Battery State of Charge Prediction
Predict battery state of charge (SOC) using machine learning. Use the Streamlit web app easily browse available models and predict SOC on cell dischrage data.
Models are built using Tensorflow and trained on LG 18650HG2 and Panasonic 18650PF Li-ion battery datasets.
Repository Contents
-
datasets/
: Download datasets and load into this folder as 'LG_18650HG2' and 'Panasonic_18650PF'. -
training/
: Jupyter notebooks to analyze and train DNN, CNN, and LSTM models. -
training/model_evals
: Compare model performance. -
pre-trained/
: Pre-trained DNN, CNN, and LSTM models. -
app/
: Streamlit app that allows users to play with their own data using the pre-trained models.
Convert MAT to CSV
Use the /training/panasonic/convert_mat_to_csv.ipynb
notebook to convert MAT files to CSV. Useful for the Panasonic dataset where only MAT files are available.
Usage
To get started
- Clone this repository to your local machine.
- Download datasets, locate them under the 'datasets' folder.
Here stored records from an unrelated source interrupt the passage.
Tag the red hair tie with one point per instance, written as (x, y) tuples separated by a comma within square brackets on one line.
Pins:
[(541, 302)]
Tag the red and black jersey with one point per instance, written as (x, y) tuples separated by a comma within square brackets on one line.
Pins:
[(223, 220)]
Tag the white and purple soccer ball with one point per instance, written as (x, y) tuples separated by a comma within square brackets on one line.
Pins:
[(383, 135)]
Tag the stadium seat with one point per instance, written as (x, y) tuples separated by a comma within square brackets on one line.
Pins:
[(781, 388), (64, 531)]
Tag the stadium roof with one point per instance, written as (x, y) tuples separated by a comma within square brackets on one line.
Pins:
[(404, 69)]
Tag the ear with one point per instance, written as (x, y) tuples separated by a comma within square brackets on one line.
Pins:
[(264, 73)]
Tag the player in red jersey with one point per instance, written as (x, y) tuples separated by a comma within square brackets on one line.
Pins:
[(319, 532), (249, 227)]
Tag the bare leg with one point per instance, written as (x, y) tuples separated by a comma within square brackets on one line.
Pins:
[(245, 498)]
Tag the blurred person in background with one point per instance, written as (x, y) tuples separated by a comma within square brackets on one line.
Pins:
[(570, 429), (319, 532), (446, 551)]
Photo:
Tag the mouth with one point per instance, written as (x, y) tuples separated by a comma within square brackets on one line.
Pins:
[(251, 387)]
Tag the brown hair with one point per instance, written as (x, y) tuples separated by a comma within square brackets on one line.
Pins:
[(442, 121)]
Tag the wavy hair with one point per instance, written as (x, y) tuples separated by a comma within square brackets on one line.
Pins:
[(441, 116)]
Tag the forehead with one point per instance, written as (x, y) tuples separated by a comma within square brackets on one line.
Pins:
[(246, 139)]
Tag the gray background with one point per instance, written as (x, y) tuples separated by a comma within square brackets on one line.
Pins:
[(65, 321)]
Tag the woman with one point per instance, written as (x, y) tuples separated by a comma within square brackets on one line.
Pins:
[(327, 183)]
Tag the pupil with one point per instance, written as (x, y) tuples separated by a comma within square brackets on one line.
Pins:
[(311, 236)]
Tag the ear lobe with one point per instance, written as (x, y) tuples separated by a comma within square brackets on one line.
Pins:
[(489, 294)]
- Convert Panasonic .mat files to .csv.
- Run training notebooks, or use pre-trained models.
- Navigate to
app
folder and run Streamlit appstreamlit run soc_app.py
. - To deploy to Streamlit Cloud visit soc-cloud-app.
Environment Setup
Using 'pip install'. Run the following command to install requirements.
pip install -r requirements.txt
Using Anaconda. Create a battery-soc
environment by running the following command.
conda env create -f environment.yml
Contributors
Andrew C, Talha K, Nemesh W, Xili D -- Memorial Univserity of Newfoundland
Other Research Areas
Battery Surface Temperature Estimation - using the Panasonic 18650PF dataset used here.
M. Naguib, P. Kollmeyer and A. Emadi, "Application of Deep Neural Networks for Lithium Ion Battery Surface Temperature Estimation Under Driving and Fast Charge Conditions," IEEE Transactions on Transportation Electrification, p. 12, 2022.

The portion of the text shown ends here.